It was a Conservative Prime Minister.
Two years later when that same prime minister had not produced the rules, we prodded him and finally got a commitment from the government to establish a parliamentary committee. That was the Cooper committee.
I sat on that committee. I will claim some responsibility for some of the recommendations in its report. It was chaired by the member for Peace River. We arrived at a unanimous report. The then New Democratic Party member for Nickel Belt, several Conservative MPs and I under the chairmanship of the member for Peace River produced a report.
From that report the government produced a bill. That bill is the law in the country. It was referred to a parliamentary committee, the Cooper committee. We dealt with it, made some improvements to it and now it is the law of the land.
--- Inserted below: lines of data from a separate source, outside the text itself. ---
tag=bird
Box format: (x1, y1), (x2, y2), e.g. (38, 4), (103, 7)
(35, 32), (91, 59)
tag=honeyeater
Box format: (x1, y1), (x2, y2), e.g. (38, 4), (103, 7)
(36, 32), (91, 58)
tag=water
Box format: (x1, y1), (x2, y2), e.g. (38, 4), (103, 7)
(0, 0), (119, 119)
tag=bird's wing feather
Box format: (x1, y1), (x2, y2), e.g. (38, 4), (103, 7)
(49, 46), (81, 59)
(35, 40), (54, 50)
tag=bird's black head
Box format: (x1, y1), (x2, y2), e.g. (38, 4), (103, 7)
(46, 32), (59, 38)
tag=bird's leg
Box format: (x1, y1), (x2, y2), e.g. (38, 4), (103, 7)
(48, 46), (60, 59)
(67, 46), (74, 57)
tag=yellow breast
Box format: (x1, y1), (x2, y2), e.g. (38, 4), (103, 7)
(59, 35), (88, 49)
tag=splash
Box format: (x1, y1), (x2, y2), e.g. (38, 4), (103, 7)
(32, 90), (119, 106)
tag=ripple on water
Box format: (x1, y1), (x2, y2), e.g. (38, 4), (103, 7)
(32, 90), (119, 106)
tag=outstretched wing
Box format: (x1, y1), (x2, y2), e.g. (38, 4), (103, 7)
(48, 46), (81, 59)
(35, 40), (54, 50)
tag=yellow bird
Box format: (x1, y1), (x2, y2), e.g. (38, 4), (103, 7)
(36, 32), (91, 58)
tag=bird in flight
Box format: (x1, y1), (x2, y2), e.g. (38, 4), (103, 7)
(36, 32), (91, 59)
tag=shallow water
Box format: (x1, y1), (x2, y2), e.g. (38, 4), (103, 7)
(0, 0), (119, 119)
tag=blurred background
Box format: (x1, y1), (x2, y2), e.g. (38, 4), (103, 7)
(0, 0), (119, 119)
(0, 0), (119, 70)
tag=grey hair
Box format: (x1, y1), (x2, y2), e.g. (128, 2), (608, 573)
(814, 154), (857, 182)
One of the clauses that came from the committee was the sunset clause of sorts on which there would be a review. The review was to improve on the bill. Pursuant to that we did the study under the able chairmanship of the member for Fundy-Royal. We now have before us a bill to amend the present act. That is how it all came about.
When five years of having the first law were completed or close to it the government, again at the request of the opposition, appointed a committee under the leadership of the member for Selkirk-Interlake, Felix Holtmann, who is in Ottawa; I saw him 10 or 15 minutes ago. He chaired the committee that produced a report I have before me today.
The Holtmann committee report was entitled "A Blueprint for Transparency: Review of the Lobbyists Registration Act". The Liberal Party used that report as the basis for its own red book.